A Closer Look at the New Tax Structure
Under the updated regulations, a stamp tax of 0.5 per thousand will be applied to both the buyer and seller for transactions involving listed securities.
However, in a direct move to encourage higher trading frequency and market liquidity, the tax for intraday trades—where securities are bought and sold within the same trading session—has been halved to 0.25 per thousand for both parties. This reduction significantly lowers the cost for active traders and market makers.
Solving Double Taxation and Boosting Investment Funds
A critical component of the reform is the complete exemption of listed investment fund certificates from the stamp tax. This change addresses a long-standing issue of double taxation, where investment funds were taxed as corporate entities, and investors were taxed again upon trading the fund’s certificates.
By removing this second layer of tax, policymakers are making professionally managed investment products more attractive.
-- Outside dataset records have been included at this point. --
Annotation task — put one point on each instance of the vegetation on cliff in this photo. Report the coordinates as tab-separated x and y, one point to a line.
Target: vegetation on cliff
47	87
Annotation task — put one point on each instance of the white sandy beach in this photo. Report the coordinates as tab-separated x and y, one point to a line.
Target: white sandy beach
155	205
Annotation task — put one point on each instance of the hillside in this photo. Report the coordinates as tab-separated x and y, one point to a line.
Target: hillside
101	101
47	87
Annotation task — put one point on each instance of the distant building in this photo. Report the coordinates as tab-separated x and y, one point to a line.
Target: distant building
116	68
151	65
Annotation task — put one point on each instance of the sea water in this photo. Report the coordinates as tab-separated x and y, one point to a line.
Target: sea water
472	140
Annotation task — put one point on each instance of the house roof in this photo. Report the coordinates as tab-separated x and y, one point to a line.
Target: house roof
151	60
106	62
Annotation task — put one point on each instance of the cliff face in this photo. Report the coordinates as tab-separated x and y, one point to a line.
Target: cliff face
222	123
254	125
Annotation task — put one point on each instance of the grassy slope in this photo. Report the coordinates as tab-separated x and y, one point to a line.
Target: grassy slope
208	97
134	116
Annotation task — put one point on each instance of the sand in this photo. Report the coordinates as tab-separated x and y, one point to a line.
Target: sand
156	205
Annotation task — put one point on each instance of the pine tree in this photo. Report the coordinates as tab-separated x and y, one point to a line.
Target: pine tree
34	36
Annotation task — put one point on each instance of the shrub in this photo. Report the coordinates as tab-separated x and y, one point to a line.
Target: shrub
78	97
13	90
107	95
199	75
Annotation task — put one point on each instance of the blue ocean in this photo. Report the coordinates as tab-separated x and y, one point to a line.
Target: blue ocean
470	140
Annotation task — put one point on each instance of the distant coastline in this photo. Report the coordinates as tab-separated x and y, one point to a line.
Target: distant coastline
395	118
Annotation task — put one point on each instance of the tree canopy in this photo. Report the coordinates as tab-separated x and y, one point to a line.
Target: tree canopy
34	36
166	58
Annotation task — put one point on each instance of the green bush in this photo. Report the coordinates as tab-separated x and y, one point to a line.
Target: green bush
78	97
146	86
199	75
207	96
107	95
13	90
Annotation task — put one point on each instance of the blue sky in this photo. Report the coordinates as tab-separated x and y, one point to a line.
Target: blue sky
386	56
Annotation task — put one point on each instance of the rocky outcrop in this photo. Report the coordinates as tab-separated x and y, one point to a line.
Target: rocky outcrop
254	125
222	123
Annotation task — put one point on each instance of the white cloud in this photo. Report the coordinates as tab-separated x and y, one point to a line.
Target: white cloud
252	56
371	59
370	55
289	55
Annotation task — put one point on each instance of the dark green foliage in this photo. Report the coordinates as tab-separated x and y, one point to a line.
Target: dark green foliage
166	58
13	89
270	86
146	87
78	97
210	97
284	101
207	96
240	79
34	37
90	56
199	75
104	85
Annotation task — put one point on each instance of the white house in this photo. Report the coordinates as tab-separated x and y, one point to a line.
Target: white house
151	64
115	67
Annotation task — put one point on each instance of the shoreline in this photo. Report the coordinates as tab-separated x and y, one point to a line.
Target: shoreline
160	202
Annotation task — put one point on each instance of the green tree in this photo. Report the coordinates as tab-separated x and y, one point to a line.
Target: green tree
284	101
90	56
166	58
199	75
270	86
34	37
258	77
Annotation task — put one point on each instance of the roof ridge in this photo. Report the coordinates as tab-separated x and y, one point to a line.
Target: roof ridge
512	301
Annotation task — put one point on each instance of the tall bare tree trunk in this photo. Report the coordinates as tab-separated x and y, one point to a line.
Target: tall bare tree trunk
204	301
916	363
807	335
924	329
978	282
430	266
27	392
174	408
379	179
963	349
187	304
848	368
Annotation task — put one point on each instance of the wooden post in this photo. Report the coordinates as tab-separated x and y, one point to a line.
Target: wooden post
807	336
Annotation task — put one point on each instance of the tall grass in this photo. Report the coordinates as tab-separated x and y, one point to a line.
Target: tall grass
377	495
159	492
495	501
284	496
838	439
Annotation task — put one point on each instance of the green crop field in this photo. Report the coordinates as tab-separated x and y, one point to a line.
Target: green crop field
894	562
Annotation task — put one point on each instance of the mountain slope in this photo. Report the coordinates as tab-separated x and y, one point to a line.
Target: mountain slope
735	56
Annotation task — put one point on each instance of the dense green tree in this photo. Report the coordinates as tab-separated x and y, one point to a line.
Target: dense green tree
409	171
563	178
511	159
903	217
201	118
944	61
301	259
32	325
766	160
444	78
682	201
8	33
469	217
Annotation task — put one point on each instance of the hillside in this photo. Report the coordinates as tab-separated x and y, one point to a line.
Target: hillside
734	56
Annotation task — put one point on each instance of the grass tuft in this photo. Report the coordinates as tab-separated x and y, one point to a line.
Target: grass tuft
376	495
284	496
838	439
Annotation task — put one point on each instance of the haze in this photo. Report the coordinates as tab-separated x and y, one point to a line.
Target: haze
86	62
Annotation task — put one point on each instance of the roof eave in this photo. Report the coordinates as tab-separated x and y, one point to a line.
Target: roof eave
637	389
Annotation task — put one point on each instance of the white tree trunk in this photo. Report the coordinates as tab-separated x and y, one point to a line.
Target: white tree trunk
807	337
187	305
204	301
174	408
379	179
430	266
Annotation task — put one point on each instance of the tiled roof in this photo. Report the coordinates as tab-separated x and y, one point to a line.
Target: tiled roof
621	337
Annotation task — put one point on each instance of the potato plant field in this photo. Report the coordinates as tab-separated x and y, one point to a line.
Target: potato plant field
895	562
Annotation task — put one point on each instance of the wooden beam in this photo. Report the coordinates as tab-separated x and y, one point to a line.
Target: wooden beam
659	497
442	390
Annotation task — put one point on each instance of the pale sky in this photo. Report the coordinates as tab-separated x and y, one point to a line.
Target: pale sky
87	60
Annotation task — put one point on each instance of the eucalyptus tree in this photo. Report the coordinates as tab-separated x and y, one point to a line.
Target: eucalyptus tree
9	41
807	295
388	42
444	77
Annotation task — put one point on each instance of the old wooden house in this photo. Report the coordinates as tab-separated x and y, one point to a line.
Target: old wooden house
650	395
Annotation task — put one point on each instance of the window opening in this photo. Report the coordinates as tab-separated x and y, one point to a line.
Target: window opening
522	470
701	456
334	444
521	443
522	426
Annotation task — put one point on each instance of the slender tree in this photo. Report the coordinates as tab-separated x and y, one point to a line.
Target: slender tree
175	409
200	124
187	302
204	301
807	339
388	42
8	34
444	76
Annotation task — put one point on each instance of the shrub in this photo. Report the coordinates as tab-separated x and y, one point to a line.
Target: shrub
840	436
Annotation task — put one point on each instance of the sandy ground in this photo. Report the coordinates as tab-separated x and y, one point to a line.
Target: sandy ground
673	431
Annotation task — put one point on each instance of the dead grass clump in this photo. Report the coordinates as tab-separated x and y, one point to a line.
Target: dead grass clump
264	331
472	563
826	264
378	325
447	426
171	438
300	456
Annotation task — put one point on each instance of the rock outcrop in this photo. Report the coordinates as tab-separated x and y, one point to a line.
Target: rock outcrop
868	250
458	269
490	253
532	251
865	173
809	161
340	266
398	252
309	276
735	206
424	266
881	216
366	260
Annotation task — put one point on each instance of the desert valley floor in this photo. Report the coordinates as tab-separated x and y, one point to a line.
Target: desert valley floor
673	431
The move is expected to support the growth of Egypt’s asset management industry and encourage more retail investors to access diversified portfolios through listed funds.
Strengthening Egypt’s Capital Markets
These tax amendments are part of a broader government strategy to enhance the role and depth of Egypt’s capital markets. By lowering transaction costs and removing structural impediments like double taxation, the government is signaling strong support for increasing participation from both individual and institutional investors.
Market observers anticipate that the new rules will lead to increased trading activity and greater liquidity on the EGX, positioning the stock market as a more effective engine for capital formation and investment in the country.
About The Egyptian Exchange (EGX)
The Egyptian Exchange (EGX) is the country’s main stock exchange, providing a regulated marketplace for the trading of securities. It plays a vital role in Egypt’s economy by facilitating capital formation and investment for listed companies.